L’orthophoniste insiste sur le peu d’impact de la rééducation sur les difficultés de Jeanne. Les notions acquises ne le restent pas dans le temps. Elles sont à reconstruire en permanence comme si « rien ne s’imprimait en elle ». Jeanne montre pourtant de la bonne volonté, participante et toujours d’accord pour le travail qui lui est proposé. Elle vient avec beaucoup de régularité à ses séances et est agréable avec la professionnelle. Elle ne semble jamais se décourager, peut-être parce qu’elle n’est pas « réellement lucide » de l’écart de ses résultats par rapport à la norme.

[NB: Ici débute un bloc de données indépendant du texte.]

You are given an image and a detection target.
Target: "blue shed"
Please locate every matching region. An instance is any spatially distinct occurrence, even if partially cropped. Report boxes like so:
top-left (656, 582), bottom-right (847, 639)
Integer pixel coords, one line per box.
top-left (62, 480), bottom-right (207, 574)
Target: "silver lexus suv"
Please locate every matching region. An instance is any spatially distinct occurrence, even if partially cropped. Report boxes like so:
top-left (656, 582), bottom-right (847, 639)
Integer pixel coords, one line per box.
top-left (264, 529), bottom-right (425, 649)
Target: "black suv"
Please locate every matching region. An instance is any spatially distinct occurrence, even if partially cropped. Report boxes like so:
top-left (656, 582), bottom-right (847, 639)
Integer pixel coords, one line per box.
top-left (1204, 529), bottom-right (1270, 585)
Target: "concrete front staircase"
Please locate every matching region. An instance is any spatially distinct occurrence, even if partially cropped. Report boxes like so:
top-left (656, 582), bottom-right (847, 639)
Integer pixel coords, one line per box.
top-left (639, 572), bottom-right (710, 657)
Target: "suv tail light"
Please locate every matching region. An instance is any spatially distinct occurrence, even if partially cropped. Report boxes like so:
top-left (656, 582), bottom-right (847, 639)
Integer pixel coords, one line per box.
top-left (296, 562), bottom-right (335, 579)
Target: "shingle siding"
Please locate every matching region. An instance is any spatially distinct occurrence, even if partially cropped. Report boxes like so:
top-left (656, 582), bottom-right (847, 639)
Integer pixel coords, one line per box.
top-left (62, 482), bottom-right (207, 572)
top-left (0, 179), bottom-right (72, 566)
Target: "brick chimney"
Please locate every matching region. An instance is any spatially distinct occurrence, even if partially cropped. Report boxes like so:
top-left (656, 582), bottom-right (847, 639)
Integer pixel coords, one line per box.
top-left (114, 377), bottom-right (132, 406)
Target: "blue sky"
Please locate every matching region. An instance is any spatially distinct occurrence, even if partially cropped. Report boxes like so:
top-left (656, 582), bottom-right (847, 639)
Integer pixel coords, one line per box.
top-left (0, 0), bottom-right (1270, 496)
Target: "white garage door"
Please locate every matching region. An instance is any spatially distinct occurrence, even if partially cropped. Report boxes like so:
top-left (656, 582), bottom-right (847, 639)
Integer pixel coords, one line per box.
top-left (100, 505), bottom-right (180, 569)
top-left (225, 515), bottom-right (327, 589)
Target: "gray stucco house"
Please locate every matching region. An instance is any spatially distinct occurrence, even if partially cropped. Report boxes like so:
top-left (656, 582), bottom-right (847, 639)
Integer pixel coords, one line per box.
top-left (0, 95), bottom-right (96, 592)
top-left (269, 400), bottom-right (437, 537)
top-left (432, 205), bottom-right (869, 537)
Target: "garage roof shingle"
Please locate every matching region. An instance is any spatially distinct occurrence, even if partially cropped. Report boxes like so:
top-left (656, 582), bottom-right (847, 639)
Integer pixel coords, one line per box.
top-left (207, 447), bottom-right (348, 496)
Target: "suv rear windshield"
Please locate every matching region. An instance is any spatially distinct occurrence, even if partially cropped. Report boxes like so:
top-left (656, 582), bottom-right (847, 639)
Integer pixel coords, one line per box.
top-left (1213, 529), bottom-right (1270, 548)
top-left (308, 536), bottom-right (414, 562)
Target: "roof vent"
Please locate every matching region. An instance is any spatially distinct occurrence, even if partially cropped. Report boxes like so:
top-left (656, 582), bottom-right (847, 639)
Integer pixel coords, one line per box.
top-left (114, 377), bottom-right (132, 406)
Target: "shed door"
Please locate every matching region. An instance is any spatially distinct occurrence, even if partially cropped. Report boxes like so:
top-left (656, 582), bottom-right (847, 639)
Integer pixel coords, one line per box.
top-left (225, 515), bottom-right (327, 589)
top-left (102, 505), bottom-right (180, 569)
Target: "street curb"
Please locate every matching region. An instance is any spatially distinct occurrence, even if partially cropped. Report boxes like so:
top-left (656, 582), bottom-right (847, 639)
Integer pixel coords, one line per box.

L’orthophoniste s’interroge donc sur les raisons qui peuvent venir empêcher cette « enfant intelligente » à entrer dans le langage écrit et à dépasser une « dysorthographie résistante ». Elle demande de l’aide au centre pour y « voir plus clair » et tenter d’orienter différemment son travail avec sa jeune patiente.

La présentation qui est faite par l’orthophoniste du trouble orthographique de Jeanne me semble rejoindre de manière assez conforme ce qui peut être relevé dans la description faite dans l’approche neuropsychologique du trouble. Le suivi a débuté depuis suffisamment de temps pour nous permettre de constater que ce trouble orthographique semble se loger dans un trouble plus global dans l’accès au langage écrit avec une acquisition de la lecture qui a été laborieuse.

Mais, il semble que les « outils techniques » habituellement utilisés par les rééducateurs que sont les orthophonistes ne permettent pas la réduction du trouble qui montre une forte résistance. Dans la manière dont la demande est formulée, nous pouvons même penser que l’orthophoniste a l’impression qu’il s’agit d’un « blocage psychologique ».